Personality assessment also faces another challenge. People may lack accurate self-knowledge, failing to see themselves as they truly are — or at least as others see them. This is a problem of ignorance rather than bias. Surly misanthropists know that it is better to present themselves as warm idealists on a personality test, but they may also lack insight into the wrinkles in their character. Job applicants are apt to airbrush their failings but they may also be unaware of them. Both tendencies weaken the validity of personality assessment, contributing to scepticism about the practice.

The recruiter who wants an unvarnished, warts-and-all personality portrait of prospective employees must therefore overcome two problems. A small industry of psychologists has sprung up to do so.

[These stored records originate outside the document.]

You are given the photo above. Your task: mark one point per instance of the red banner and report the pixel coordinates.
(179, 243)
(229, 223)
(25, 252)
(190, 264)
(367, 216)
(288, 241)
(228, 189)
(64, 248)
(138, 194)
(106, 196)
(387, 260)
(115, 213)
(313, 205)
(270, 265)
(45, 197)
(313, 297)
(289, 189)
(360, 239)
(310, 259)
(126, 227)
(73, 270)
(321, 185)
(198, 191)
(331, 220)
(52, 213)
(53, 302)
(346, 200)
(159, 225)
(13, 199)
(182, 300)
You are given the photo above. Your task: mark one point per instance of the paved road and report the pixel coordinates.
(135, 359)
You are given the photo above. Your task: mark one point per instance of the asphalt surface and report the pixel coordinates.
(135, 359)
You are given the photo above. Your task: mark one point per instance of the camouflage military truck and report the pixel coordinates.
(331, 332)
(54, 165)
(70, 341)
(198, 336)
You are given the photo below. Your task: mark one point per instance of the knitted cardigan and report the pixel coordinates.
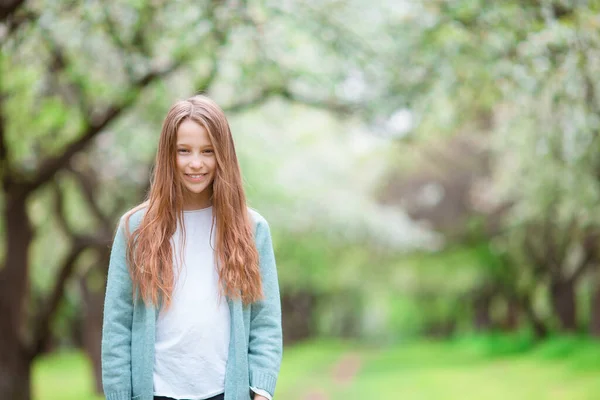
(129, 325)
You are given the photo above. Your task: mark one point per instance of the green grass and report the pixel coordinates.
(493, 367)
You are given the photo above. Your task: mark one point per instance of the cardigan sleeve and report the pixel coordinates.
(265, 346)
(117, 322)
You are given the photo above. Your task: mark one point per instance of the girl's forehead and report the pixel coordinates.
(191, 132)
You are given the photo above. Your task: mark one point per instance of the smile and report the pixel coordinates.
(195, 177)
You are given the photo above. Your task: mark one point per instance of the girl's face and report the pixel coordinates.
(196, 164)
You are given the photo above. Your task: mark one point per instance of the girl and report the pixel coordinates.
(192, 308)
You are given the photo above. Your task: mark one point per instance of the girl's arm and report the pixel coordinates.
(265, 345)
(116, 327)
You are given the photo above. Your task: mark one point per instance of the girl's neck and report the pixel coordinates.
(196, 201)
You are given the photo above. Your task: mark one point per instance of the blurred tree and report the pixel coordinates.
(77, 70)
(519, 75)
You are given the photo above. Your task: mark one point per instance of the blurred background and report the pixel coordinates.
(430, 170)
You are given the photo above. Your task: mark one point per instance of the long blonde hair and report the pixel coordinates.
(149, 252)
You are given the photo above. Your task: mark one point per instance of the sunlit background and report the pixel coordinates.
(430, 170)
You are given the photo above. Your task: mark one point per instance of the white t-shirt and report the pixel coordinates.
(192, 335)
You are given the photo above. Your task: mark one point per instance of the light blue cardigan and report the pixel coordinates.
(128, 331)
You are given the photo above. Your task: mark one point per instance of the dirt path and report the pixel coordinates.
(342, 374)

They have developed an assortment of clever ways to detect blatant and subtle ways of faking good so that their personality assessments can be corrected for bias. These include “lie scales” containing items that have an implausibly virtuous response and an honest one (“I have never told a lie”). People who repeatedly endorse the implausible option are assumed to be distorting their other responses as well — the very occasional true saint notwithstanding.

The problem of limited self-knowledge is more knotty. If people are unreliable informants about themselves, perhaps we could ask someone else about them to get a truer picture. There has been a surprising lack of research into this possibility but new research takes a step in that direction. The authors reviewed 16 studies exploring correlations between workers’ job performance and their personality traits as assessed by other people (“observers”). They show that although people’s self-reported personality traits predict their job performance to some degree, other people’s judgements of their personality predict it even better. That is, other people’s appraisals of the workers’ personalities were a better guide to how they behaved in the workplace.

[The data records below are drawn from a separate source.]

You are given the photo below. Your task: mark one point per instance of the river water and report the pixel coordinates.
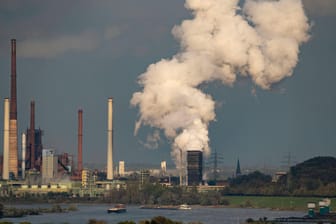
(204, 215)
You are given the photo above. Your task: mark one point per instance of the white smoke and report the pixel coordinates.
(260, 40)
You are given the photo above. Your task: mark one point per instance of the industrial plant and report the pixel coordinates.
(36, 168)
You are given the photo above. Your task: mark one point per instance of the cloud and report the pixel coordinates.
(54, 46)
(320, 7)
(152, 141)
(111, 32)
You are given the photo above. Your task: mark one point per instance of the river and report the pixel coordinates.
(204, 215)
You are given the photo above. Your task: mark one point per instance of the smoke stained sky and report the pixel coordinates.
(76, 55)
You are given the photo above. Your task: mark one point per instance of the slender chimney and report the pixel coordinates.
(5, 171)
(80, 141)
(32, 135)
(13, 139)
(110, 140)
(13, 103)
(23, 165)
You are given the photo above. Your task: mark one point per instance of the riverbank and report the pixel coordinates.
(268, 202)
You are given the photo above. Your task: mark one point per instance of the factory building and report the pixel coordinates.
(65, 164)
(33, 156)
(49, 165)
(34, 149)
(194, 167)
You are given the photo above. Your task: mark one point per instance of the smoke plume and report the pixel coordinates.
(259, 40)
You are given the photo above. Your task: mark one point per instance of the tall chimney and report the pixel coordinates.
(110, 140)
(5, 170)
(32, 135)
(23, 165)
(80, 141)
(13, 143)
(13, 103)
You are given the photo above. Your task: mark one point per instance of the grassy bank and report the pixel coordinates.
(282, 203)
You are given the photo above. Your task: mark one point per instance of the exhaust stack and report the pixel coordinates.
(80, 142)
(110, 140)
(5, 170)
(13, 138)
(32, 135)
(23, 165)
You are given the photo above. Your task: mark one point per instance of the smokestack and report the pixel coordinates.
(32, 135)
(5, 171)
(13, 103)
(80, 141)
(13, 143)
(110, 140)
(23, 165)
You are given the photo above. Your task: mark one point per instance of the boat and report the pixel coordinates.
(184, 207)
(118, 208)
(167, 207)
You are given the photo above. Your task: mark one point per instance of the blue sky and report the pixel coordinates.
(89, 51)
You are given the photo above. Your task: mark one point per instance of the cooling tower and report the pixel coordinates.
(110, 140)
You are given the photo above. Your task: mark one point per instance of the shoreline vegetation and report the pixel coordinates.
(266, 202)
(288, 203)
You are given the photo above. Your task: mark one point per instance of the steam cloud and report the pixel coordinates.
(260, 40)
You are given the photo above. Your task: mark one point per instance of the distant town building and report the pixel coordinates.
(121, 168)
(194, 167)
(49, 165)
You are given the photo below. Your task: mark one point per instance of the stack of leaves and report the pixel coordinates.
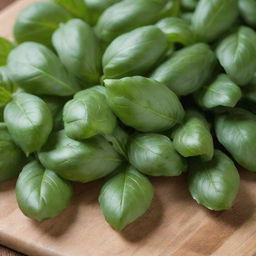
(123, 90)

At one level, this is surprising. We imagine that our intimate first-person knowledge of our thoughts and feelings should make us a more authoritative judge of our personality than anyone else. The idea that a mere observer could render a more valid judgement of our character seems absurd. However, at another level, the absurdity dissipates. Observers can be more objective.

They don’t share our motivation to present us in the best possible light. They can see sides of us that are only evident from another person’s perspective, such as how we come across in our everyday interactions. They can more directly assess how we compare to our peers. In sum, other people can have a more neutral and clear-eyed view of what we are really like.

So what should recruiters do? Should they ask a job applicant’s mother or close friends for an appraisal of the applicant’s personality in the hope that it is more valid and revealing than the applicant’s own? Probably not.

Observers who have an interest in the applicant’s welfare are likely to be just as unreliable as the applicant. But people who use personality tests in recruitment should find ways to go beyond self-report. Personality does predict work performance, but when neutral observers judge it, it may predict performance even better.